SSNet: A Novel Transformer and CNN Hybrid Network for Remote Sensing Semantic Segmentation

Min Yao,Yaozu Zhang,Guofeng Liu,Dongdong Pang
DOI: https://doi.org/10.1109/jstars.2024.3349657
IF: 4.715
2024-02-02
IEEE Journal of Selected Topics in Applied Earth Observations and Remote Sensing
Abstract:There are still various challenges in remote sensing semantic segmentation due to objects diversity and complexity. Transformer-based models have significant advantages in capturing global feature dependencies for segmentation. However, it unfortunately ignores local feature details. On the other hand, convolutional neural network (CNN), with a different interaction mechanism from transformer-based models, captures more small-scale local features instead of global features. In this article, a new semantic segmentation net framework named SSNet is proposed, which incorporates an encoder–decoder structure, optimizing the advantages of both local and global features. In addition, we build feature fuse module and feature inject module to largely fuse these two-style features. The former module captures the dependencies between different positions and channels to extract multiscale features, which promotes the segmentation precision on similar objects. The latter module condenses the global information in transformer and injects it into CNN to obtain a broad global field of view, in which the depthwise strip convolution improves the segmentation accuracy on tiny objects. A CNN-based decoder progressively recovers the feature map size, and a block called atrous spatial pyramid pooling is adopted in decoder to obtain a multiscale context. The skip connection is established between the decoder and the encoder, which retains important feature information of the shallow layer network and is conducive to achieving flow of multiscale features. To evaluate our model, we compare it with current state-of-the-art models on WHDLD and Potsdam datasets. The experimental results indicate that our proposed model achieves more precise semantic segmentation.

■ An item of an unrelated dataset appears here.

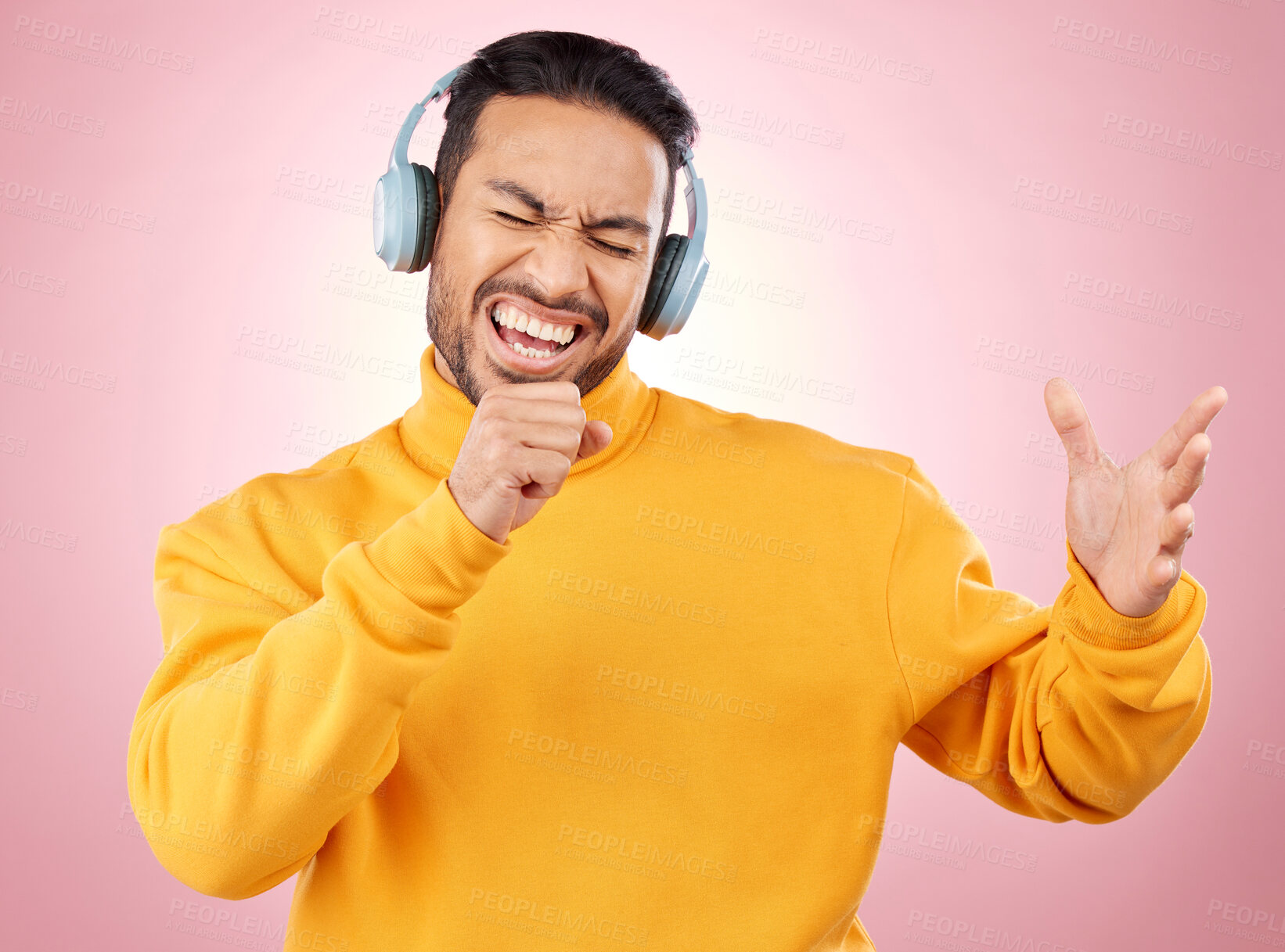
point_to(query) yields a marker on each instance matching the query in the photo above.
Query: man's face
(556, 216)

imaging science & photographic technology,remote sensing,engineering, electrical & electronic,geography, physical
What problem does this paper attempt to address?

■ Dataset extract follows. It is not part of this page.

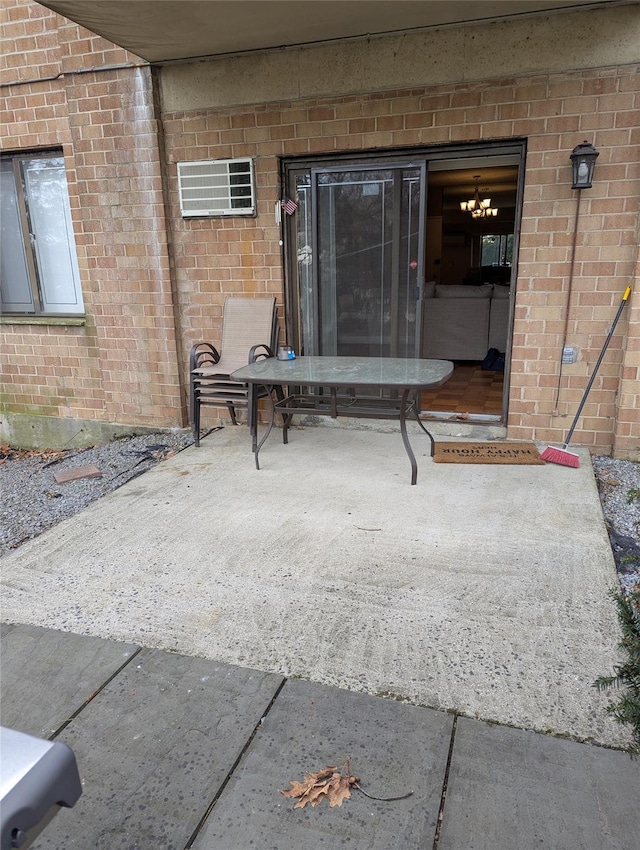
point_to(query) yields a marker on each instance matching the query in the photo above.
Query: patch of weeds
(627, 675)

### Problems the Paper Aims to Solve This paper aims to address various challenges in semantic segmentation of remote sensing images, specifically including: 1. **Background Complexity**: Complex backgrounds can easily interfere with the recognition of small objects. 2. **Highly Similar Objects**: Objects with highly similar shapes, colors, and textures are difficult to distinguish. 3. **Tiny Objects in High-Resolution Images**: Tiny objects are hard to identify in high-resolution images. Currently, Transformer-based models have significant advantages in capturing global feature dependencies but overlook local feature details. On the other hand, Convolutional Neural Networks (CNNs), although not as adept as Transformer models in capturing global features, perform better in capturing local small-scale features. Therefore, this paper proposes a new semantic segmentation network framework, SSNet, which combines an encoder-decoder structure, optimizing the advantages of both global and local features. It achieves effective fusion of these two types of features through the Feature Fusion Module (FFM) and Feature Injection Module (FIM). Experimental results show that SSNet achieves more accurate semantic segmentation on the WHDLD and Potsdam datasets.